Immune-related adverse events (irAEs) due to immune checkpoint inhibitors are responsible for a considerable burden of morbidity and mortality. Predictors of severity of rheumatic irAEs have not been identified yet. The objective of this study was to test the hypothesis whether the presence of autoantibodies could be associated with a more severe and difficult-to-treat clinical phenotype of rheumatic irAEs.

Methods

Patients referred to our centre due to the onset of rheumatic irAEs were prospectively recruited between June 2018 and December 2020. A pre-specified panel of autoantibodies was tested in each patient at baseline visit.
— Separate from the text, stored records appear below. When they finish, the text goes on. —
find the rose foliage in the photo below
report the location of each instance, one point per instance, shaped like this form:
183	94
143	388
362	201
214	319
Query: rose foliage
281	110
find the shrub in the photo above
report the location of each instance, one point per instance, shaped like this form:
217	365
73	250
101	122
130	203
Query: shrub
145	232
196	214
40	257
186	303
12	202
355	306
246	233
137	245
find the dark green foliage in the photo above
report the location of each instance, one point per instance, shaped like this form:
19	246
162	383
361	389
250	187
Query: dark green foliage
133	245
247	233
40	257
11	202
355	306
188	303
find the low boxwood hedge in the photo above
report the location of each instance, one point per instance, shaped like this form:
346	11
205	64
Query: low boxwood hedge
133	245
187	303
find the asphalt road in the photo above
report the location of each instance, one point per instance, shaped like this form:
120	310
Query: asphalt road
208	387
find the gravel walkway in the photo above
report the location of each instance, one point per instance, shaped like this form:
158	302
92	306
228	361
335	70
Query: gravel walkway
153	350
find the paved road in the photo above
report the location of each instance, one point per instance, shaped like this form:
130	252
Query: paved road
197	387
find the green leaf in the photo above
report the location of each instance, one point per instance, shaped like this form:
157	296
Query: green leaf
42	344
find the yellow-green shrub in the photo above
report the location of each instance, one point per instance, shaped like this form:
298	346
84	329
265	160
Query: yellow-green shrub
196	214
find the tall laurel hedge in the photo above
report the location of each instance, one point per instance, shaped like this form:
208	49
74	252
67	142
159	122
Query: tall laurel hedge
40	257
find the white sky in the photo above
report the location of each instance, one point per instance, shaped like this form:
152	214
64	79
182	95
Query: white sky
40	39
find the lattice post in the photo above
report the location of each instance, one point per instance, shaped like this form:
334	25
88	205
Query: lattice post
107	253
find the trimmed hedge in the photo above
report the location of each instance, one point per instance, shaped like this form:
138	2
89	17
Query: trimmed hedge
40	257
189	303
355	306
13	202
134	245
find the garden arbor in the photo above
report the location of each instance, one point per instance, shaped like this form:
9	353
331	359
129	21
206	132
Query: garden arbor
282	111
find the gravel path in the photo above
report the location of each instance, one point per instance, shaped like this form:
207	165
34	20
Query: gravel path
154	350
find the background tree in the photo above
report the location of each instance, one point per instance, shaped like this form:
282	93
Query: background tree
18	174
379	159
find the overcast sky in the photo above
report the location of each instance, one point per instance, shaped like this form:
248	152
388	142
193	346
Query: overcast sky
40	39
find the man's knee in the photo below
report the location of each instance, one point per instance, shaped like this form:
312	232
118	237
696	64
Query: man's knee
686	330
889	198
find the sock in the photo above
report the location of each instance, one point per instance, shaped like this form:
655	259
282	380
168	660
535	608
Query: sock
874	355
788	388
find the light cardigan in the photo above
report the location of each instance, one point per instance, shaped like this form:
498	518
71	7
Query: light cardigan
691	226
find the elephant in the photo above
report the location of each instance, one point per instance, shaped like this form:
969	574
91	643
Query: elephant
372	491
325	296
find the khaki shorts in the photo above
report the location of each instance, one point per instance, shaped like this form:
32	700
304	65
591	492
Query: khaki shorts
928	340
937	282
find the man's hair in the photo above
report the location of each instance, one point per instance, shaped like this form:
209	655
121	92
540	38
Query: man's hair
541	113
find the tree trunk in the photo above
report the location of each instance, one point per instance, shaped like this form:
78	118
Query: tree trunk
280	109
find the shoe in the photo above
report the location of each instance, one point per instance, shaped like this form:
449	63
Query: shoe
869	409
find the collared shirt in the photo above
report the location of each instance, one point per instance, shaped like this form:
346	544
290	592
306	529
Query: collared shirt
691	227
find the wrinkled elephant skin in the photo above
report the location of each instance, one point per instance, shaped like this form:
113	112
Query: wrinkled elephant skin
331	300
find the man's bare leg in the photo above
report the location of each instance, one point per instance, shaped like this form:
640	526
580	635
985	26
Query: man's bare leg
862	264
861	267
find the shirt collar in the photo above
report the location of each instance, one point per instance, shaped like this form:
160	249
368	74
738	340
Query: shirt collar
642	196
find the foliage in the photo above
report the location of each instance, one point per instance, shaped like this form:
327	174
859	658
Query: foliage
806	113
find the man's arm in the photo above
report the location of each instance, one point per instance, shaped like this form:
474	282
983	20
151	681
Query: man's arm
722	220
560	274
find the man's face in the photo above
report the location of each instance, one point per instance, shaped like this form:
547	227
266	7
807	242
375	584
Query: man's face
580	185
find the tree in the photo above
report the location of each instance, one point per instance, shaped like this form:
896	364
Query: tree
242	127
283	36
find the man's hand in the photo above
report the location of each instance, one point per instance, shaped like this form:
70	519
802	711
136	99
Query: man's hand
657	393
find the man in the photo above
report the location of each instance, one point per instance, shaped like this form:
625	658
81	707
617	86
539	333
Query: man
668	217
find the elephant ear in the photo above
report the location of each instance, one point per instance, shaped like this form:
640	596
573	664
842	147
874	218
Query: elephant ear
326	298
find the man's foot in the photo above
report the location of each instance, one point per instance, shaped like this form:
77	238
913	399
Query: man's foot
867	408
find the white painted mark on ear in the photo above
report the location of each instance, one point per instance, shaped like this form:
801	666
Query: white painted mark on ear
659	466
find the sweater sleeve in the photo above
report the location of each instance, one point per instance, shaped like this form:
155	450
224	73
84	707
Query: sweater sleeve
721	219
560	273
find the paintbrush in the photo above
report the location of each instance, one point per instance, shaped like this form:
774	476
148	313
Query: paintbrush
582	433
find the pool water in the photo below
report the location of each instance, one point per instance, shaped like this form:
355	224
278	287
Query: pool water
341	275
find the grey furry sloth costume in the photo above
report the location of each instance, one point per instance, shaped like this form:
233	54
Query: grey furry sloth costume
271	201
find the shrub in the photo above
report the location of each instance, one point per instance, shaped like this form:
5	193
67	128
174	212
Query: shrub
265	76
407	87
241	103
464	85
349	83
All patients were started on glucocorticoids and then followed-up. Conventional or biologic immunosuppressants were started in case of steroid-refractory or relapsing disease. Logistic regression analysis was performed to evaluate the association between the baseline positivity of at least one autoantibody and the necessity of an add-on therapy.

Results

Fourty-three patients with rheumatic irAEs were enrolled. Twenty-five (58%) patients had positivity of at least one of the tested autoantibodies. Twenty-two (51%) patients required the start of an additional immunosuppressant during follow-up. The only factor associated with the necessity of an add-on therapy was autoantibody positivity (OR=9.65, 95% CI:2.09–44.56; p-value 0.004).

Conclusions

The presence of autoantibodies in patients with cancer who develop rheumatic irAEs could predict their progression to difficult-to-treat clinical manifestations. This finding might prompt a future therapeutic approach based on a tailored and earlier immunosuppressive treatment in selected cases.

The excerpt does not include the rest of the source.